I completely understand things come up that require people to cancel at the last minute. Family emergencies, illness – nobody can predict the flu, car accidents, things that change your plans with zero notice. Those kinds of things happen and calling the event organizer is not first on your list of people to reach out to. Even if it hits you a day later, I get it. At some point in time, you’ll hear from that rep.

All that being said, a major point of frustration for me, as an organizer, is when I work to coordinate something and a rep who has committed to the spot, paid for the spot, has received all of the emails and details leading up to the event is a no show. No call, no email, text, voicemail, smoke signal, telepathic message saying they can’t be there. Believe it or not, if you are in one of my events, you become “my people” and I worry when you aren’t there.

What happens then?

There is an empty spot in the event with your company name on it. The other vendors will try to fill in the gap by expanding their booths, meant to fit into a specific sized space, to fill in the gap, but it’s obvious the event wasn’t set up like that.

The reps will notice the empty spots and ask who no showed. Believe me, those names are remembered and shared with others. I’m not running around telling people who didn’t show , but it’s not hard to figure out based on the list of vendors on the events lists.

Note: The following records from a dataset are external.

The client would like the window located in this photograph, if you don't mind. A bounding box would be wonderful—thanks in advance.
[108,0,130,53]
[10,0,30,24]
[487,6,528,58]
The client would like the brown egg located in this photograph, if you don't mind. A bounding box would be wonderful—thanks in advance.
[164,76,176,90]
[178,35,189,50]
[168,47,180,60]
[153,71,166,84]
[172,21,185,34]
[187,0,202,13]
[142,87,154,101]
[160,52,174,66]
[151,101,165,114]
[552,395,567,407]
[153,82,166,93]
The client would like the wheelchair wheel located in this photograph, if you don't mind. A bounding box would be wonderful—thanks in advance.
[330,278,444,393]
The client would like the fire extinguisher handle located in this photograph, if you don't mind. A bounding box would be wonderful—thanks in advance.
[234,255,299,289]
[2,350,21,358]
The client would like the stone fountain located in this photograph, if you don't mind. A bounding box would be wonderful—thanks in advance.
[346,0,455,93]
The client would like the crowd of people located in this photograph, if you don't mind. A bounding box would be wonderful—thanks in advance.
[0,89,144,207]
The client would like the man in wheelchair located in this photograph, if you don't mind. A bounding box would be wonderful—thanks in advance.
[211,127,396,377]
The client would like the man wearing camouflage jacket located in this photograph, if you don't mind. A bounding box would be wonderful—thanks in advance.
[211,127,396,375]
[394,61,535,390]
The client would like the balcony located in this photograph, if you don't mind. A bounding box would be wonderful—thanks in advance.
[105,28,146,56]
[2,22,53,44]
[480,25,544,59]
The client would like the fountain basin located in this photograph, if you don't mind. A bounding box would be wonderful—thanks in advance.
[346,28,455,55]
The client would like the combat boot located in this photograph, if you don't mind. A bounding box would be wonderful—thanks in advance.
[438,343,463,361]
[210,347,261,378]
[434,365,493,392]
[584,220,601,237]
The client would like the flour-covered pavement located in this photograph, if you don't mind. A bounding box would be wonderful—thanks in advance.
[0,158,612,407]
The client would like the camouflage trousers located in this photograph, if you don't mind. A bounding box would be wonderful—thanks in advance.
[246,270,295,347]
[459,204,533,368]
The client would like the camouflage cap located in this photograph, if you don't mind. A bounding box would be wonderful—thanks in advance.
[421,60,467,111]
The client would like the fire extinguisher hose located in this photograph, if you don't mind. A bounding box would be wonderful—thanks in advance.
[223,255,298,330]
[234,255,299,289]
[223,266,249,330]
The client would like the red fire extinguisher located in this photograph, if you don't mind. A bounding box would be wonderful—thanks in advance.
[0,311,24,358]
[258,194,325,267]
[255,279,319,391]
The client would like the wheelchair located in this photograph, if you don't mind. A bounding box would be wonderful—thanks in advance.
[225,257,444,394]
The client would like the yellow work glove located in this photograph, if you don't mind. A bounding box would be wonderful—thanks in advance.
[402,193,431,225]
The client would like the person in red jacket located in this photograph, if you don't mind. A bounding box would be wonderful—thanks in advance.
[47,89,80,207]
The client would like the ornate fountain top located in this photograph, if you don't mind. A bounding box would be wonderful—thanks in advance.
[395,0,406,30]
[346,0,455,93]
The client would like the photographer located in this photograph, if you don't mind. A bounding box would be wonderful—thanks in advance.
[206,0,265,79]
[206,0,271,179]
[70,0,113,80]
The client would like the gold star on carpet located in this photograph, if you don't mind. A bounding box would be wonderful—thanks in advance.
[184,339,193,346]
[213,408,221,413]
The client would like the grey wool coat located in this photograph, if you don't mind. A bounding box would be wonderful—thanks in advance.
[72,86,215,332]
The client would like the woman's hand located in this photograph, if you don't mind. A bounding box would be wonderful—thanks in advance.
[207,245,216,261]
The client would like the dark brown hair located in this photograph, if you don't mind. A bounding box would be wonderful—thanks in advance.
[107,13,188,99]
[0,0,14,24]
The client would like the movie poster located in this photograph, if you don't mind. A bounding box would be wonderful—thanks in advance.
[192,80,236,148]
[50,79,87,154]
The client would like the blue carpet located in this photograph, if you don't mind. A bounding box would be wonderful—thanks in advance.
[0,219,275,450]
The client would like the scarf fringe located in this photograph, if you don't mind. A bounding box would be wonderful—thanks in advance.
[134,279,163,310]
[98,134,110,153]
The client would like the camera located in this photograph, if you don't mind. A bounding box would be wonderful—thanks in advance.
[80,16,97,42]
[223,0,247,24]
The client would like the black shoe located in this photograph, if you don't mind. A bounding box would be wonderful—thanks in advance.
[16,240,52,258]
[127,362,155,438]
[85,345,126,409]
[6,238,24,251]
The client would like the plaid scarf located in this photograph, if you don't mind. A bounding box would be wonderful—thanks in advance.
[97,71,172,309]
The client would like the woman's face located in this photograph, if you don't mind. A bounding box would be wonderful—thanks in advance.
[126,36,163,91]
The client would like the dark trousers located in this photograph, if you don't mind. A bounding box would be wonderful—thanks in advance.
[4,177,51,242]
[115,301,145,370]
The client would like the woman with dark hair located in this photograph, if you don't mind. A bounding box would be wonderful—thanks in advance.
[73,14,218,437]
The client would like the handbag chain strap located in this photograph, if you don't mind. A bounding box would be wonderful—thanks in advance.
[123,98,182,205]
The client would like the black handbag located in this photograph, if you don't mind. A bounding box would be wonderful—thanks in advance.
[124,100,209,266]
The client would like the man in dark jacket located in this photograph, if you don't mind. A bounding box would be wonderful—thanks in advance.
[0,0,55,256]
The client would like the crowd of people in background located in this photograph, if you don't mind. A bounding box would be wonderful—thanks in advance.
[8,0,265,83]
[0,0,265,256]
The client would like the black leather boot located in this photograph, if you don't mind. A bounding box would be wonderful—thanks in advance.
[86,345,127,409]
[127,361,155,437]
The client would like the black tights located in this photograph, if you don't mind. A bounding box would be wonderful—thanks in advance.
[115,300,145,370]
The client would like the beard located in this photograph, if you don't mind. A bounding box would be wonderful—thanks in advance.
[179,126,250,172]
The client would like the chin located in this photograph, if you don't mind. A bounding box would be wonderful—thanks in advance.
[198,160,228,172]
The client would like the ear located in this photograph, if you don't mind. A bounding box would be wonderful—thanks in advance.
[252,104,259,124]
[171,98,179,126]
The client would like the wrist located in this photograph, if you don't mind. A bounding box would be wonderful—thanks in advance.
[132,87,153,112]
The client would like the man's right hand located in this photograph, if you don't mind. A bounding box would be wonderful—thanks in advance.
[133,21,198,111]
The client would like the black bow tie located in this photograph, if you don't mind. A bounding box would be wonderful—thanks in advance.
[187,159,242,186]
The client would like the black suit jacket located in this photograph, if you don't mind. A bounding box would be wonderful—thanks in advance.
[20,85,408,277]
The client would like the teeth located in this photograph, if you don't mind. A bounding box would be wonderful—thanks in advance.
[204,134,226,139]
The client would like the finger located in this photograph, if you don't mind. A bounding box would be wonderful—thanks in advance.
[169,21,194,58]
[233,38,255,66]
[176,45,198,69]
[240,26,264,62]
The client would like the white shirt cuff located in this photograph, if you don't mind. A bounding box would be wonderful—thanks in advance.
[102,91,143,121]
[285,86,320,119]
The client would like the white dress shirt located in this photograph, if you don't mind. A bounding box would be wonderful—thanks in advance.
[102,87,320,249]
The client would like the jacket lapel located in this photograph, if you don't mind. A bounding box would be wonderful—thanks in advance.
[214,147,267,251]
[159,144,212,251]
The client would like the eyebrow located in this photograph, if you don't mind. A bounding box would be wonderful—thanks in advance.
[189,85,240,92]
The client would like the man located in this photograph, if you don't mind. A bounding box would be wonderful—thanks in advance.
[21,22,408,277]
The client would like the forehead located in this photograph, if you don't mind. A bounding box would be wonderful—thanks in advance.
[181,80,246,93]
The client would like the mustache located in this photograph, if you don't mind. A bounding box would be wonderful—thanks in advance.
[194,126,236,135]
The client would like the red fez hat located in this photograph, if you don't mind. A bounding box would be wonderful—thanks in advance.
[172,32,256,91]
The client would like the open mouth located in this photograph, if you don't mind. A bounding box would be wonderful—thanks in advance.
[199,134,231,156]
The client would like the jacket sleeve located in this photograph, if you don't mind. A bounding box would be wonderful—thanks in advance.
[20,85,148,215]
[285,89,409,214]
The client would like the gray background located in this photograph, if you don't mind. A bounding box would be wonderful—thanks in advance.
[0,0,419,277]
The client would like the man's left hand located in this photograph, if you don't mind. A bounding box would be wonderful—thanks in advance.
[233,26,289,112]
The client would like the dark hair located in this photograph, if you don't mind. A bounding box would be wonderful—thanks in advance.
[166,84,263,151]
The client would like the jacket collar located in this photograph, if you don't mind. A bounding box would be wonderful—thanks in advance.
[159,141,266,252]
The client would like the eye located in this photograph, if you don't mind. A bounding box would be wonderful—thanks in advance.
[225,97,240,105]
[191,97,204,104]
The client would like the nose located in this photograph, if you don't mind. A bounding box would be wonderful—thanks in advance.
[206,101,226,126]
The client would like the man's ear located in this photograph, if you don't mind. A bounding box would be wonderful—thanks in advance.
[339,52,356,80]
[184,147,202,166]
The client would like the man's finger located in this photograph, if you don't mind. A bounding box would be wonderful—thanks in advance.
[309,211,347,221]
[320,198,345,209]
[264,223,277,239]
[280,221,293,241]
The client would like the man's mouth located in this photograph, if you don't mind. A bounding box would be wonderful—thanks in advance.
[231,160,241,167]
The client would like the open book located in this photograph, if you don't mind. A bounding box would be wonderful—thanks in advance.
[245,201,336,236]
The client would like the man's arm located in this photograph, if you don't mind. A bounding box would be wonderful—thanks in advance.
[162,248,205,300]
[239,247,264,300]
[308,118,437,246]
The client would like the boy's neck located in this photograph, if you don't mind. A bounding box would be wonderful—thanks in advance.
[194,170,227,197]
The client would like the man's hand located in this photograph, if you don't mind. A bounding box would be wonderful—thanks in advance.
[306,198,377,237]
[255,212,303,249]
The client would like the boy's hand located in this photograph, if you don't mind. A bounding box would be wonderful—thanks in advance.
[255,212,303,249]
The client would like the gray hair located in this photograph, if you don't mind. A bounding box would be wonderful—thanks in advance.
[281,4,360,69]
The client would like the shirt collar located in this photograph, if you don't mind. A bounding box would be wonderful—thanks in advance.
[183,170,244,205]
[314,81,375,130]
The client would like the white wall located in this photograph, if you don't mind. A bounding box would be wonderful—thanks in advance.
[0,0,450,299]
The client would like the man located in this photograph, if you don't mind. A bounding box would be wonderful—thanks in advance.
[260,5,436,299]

Someone will inevitably come to the greeter table to ask where that person is because they were hoping to see the product line. The disappointment on that person’s face when they find out that the rep isn’t there is something you don’t want to experience. Then, we scramble to find someone else to provide as a contact to that customer to ensure they receive amazing service by someone who may have been able to be there, had I been aware that the rep wasn’t going to attend the show. And I’m sure the company name is remembered as not having reliable reps.

A rep who came to the show to shop, knowing they weren’t able to get in to the show comes to ask what happened to the rep who was supposed to be there. Most times, all I can say is “I don’t know.” I don’t actually have any idea what happened, but I’m hoping that the no show rep is not injured or sick and needs help. The rep who is there as a shopper will inevitably ask why I didn’t call them. On the day of, getting the event going, if someone is a no show, I don’t have time to bring in someone at the last minute – by last minute I mean 30 minutes or less before the event starts. And – I appreciate all of you who keep your displays in your car for that reason, but the last minute swap usually won’t work because we have already broken down the space.

Why wouldn’t someone show up?

First – like I said before – emergencies happen. Although, when the emergency has passed, they usually reach out to explain themselves. Understandable and will resolve itself.

Second, the other reason, the rep has double booked themselves or gone out of business. In either case in scenario number two, it’s important to be communicative, if not to me, then your business sponsor as it impacts them as well..If you are an upline who is dovetailing downline reps into an event, few things are harder to hear than the person you trusted to take on an event is a no show. That is a hit to your organization and company name.

What will really throw you off your game is if you have left one business for another. Your name is Mudd in the event arena now and when you try to get back into the event with organizers, they will remember you and likely not book you.

Every time I host an event, something like this happens. And while I realize it’s not the issue of the vendors who participate, it’s a peek behind the curtain so you can see how something that seems small can have a ripple effect on an event, a company and the people around you. If you’ve organized an event, you know how difficult this can be and have probably experienced the same difficulties.

Thanks for taking the time to read my incredibly wordy and not grammatically correct post, my friends.